Secondo alcuni ricercatori, allo stato attuale delle conoscenze, probabilmente avremmo gli strumenti per tentare di clonare l’uomo, ma questo non significa che sia automaticamente una via praticabile. Nelle clonazioni più semplici, come quelle dei roditori, si ottiene un successo dopo decine di esperimenti, senza contare che spesso gli animali nascono con deficit neurologici, malformazioni o altre patologie. Per portare a termine la clonazione delle due scimmie i ricercatori cinesi hanno dovuto fare tantissimi tentativi. Si può ipotizzare che per clonare l’uomo sarebbe necessario l’impiego di centinaia di ovuli, tra l’altro difficilmente reperibili senza mettere in pericolo la salute delle donne donatrici. Inoltre, rimane ingente il rischio che i bambini clonati nascano con problemi neurologici e una serie disfunzioni fisiche. Oltre a ciò, deve essere chiaro che il genoma può essere clonato, ma l’individuo stesso ovvero il fenotipo, no. Le caratteristiche che costituiscono l’individuo che non siano rigorosamente anatomiche e fisiologiche non sono determinate con precisione dal genotipo, quindi, la condizione di copia rispetto ad un altro individuo potrebbe essere una grave minaccia per l’identità psichica di soggetti pensanti e coscienti.
In questo senso la scienza che sembra non avere limitazioni teoriche deve assolutamente imporsi dei limiti di fronte al reale e di fronte alla possibile attuazione di pratiche inedite conseguenti al progresso scientifico-tecnologico.
Le nuove possibilità di manipolazione della vita umana e animale sollevano interrogativi legati alla consapevolezza che non tutto ciò che è scientificamente e tecnologicamente possibile sia eticamente lecito.

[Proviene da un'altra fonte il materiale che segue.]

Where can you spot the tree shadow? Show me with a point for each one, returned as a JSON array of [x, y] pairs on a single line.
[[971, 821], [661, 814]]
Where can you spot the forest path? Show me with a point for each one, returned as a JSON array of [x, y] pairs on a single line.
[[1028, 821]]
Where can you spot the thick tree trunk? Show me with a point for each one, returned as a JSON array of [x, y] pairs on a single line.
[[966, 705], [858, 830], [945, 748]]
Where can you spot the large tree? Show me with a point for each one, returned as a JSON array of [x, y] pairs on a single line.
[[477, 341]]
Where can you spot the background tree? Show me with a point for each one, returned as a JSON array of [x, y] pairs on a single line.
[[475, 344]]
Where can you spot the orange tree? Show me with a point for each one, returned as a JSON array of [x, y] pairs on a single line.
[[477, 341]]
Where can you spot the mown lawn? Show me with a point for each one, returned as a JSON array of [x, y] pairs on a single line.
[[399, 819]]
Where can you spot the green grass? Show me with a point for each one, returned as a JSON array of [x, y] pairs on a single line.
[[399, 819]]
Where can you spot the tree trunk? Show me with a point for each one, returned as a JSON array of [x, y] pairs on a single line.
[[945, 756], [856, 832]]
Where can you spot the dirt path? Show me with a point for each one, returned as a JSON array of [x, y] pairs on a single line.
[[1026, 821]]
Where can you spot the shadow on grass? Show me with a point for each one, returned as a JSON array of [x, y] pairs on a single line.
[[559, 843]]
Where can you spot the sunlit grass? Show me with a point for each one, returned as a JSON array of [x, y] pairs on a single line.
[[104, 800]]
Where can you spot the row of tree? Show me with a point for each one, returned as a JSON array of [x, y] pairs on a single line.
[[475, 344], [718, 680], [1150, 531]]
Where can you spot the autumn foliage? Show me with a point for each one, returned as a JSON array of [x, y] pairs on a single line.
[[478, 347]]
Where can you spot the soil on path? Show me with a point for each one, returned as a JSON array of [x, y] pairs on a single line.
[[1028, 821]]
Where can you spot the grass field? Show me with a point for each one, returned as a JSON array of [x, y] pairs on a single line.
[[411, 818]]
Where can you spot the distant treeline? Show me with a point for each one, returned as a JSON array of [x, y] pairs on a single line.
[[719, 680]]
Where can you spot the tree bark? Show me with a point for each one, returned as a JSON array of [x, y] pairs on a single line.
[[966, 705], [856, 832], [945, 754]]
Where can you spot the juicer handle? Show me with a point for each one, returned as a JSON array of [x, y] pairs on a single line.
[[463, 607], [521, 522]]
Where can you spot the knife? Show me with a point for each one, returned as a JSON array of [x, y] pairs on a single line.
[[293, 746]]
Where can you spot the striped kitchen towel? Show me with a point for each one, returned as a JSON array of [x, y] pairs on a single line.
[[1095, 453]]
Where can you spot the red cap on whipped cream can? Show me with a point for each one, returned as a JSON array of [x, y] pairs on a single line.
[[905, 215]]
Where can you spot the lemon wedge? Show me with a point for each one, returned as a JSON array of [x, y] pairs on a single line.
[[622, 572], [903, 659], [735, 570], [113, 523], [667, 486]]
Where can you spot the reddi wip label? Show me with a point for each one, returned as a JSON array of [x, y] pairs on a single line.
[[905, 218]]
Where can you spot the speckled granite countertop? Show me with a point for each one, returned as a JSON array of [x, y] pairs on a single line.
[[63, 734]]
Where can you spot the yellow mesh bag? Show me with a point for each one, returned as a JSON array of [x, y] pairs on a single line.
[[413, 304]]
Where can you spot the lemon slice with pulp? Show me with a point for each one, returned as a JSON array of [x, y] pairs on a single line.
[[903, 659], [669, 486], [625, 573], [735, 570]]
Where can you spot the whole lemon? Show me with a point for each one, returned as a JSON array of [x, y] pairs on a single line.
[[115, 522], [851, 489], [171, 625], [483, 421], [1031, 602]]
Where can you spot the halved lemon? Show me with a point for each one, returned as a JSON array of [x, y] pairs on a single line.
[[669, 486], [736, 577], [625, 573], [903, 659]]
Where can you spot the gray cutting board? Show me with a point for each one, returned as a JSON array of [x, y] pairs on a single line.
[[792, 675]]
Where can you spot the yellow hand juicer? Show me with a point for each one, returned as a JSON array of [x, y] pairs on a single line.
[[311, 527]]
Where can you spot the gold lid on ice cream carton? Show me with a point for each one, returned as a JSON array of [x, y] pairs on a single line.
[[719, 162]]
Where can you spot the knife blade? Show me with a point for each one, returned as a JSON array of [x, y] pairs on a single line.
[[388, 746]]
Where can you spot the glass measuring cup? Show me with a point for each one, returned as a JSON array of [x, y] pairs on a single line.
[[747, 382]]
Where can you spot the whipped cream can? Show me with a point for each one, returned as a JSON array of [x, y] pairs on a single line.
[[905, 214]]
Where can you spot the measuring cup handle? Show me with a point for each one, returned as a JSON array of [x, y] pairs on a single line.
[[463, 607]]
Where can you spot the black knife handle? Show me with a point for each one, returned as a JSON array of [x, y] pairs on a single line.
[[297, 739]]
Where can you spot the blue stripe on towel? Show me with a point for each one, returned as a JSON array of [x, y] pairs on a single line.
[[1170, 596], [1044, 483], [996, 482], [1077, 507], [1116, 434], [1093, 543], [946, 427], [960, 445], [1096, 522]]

Per quanto possano essere interessanti ed affascinanti gli scenari che vanno delineandosi con il progresso della tecnoscienza vi sono anche molti rischi non sempre prevedibili che possono comportare danni irreversibili e inquietudine per la vita dell’uomo, nonché per quella sulla terra.
Una scienza responsabile e guidata da principi etici estremamente solidi è l’unica arma che abbiamo per regolamentare la ricerca ed evitare che la corsa verso il progresso sia così veloce da perderne il controllo.
Silvia Pennisi
NOTE
1. La pecora Dolly venne soppressa nel 2003 in quanto presentava disturbi da invecchiamento precoce, tipici di ovini anziani. Infatti, i geni della sua cellula non si erano tutti riprogrammati, alcuni avevano conservato la memoria di una cellula somatica adulta.